Ci vorrebbe uno come Zavattini per raccontare la farsa dell’Archivio Vasari
23 Gennaio 2011
di Carlo Zasio
La soluzione al caso dell’archivio Vasari alla fine arriva dalla Germania: un’approfondita inchiesta della Frankfurter Allgemeine Zeitung dello scorso 11 gennaio getta nuova luce su una vicenda assai ingarbugliata, partita nel settembre del 2009 con la morte di Giovanni Festari, proprietario delle carte, e la sua firma in limine in calce a un contratto di vendita alla società moscovita Ross engeneering per 150 milioni di euro del patrimonio artistico che la sua famiglia ereditò dal nobile casato dei Rasponi-Spinelli.
Forte fu il movimento d’opinione per indurre il Ministero dei beni culturali a esercitare il diritto di prelazione, acquisendo per quella cifra un bene il cui valore però era stato stimato non superiore ai 2,6 milioni di euro, anche in forza del vincolo pertinenziale che ne impedisce la conservazione al di fuori della loro attuale collocazione in Casa Vasari ad Arezzo. Le indagini del comando tutela patrimonio culturale dei carabinieri, il sequestro delle carte, la loro messa all’asta da parte di Equitalia per un debito pregresso con il fisco dei Festari, la sospensione dell’asta, il loro successivo dissequestro con l’obbligo di riformulare il contratto di vendita hanno scandito per oltre un anno le cronache della vicenda, che ora sembra avere raggiunto il suo termine.
Il presunto acquirente, Vassiliy Stepanov, 44 anni, ex ufficiale delle forze di sicurezza russe ora nel consiglio di amministrazione della Ross, ha manifestato al quotidiano tedesco le proprie perplessità rispetto all’affare, dichiarando di non aver mai percepito “un fermo proposito” da parte della famiglia Festari “di effettuare la transazione”. Piuttosto sembravano più interessati “a costringere il Governo ad acquistare l’archivio per una somma spropositamente alta”. Nonostante egli abbia agito in buona fede, “spiacevolmente alcuni dei miei partner in questo affare non hanno giocato pulito” – dice Stepanov alla FAZ. “Chi mi ha proposto l’affare mi aveva assicurato che era legittimo e legale”.
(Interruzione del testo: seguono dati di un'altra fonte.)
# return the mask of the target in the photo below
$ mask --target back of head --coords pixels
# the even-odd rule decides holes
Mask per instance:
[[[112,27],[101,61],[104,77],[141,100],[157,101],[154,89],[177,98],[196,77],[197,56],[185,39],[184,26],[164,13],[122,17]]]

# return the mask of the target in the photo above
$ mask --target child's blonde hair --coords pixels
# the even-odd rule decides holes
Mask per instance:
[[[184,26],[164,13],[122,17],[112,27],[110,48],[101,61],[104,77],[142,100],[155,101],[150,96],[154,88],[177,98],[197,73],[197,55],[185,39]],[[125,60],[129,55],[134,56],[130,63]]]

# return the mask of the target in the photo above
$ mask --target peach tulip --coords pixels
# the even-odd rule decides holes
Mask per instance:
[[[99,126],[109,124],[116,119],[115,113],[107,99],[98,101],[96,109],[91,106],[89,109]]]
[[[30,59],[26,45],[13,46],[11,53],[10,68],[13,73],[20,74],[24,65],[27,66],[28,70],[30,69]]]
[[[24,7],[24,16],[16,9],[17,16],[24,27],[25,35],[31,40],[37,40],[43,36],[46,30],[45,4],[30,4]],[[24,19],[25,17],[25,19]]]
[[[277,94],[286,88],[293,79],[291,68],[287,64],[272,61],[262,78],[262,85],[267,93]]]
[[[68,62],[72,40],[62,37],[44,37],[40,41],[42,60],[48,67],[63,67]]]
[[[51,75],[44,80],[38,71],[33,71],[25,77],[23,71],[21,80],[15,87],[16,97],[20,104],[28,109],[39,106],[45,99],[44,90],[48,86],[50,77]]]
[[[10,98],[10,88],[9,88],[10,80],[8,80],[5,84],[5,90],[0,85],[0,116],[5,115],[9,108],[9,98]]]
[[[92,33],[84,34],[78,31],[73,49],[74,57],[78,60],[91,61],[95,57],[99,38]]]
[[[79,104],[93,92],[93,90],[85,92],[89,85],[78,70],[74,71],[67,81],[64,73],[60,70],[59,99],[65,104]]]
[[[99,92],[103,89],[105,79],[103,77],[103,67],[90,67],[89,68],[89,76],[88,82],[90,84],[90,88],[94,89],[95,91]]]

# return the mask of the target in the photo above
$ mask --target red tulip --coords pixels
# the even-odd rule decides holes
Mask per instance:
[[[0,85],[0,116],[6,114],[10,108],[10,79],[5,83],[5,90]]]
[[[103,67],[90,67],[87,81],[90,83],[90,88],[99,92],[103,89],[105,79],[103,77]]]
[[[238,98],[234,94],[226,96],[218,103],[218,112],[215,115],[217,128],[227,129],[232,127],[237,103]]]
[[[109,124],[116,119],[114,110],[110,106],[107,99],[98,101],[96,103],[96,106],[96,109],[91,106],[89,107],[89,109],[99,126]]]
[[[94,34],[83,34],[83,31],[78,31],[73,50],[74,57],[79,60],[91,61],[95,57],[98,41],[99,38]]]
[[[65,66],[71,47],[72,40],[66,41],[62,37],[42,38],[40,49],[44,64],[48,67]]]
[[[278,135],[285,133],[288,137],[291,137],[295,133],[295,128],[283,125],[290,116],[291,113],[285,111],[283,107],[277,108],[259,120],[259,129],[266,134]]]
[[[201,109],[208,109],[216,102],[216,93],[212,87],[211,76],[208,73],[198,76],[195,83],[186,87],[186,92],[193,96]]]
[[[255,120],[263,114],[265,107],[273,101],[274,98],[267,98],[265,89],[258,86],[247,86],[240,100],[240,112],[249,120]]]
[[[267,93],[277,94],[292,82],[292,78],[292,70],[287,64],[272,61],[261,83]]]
Parole tombali su un acquisto che aveva gettato nel panico il panorama culturale italiano e internazionale. Anche perché, come dice ancora Stepanov alla FAZ, egli non ha alcun esemplare del contratto nei propri uffici moscoviti e dichiara di non aver alcun contatto con i Festari da oltre sei mesi, nonostante essi sostengano di averlo sentito lo scorso 25 dicembre, circostanza che egli smentisce seccamente alla FAZ dicendo di essersi “ritirato” dalla compravendita.
Ora la famiglia intende richiedere una smentita a Stepanov, e – come riporta un loro comunicato – “nel caso in cui tali dichiarazioni non venissero smentite, non aspetterebbero un minuto di più a segnalare la questione alla magistratura al fine di tutelare la propria posizione sull’intera vicenda”. Mentre il legale della famiglia, vista la ritirata del russo, annuncia l’interesse di un acquirente americano, il tutto assume il tono della farsa, quasi l’involontaria sceneggiatura di un film di Totò. Aspettiamo un novello Zavattini per ridere della storia sul grande schermo.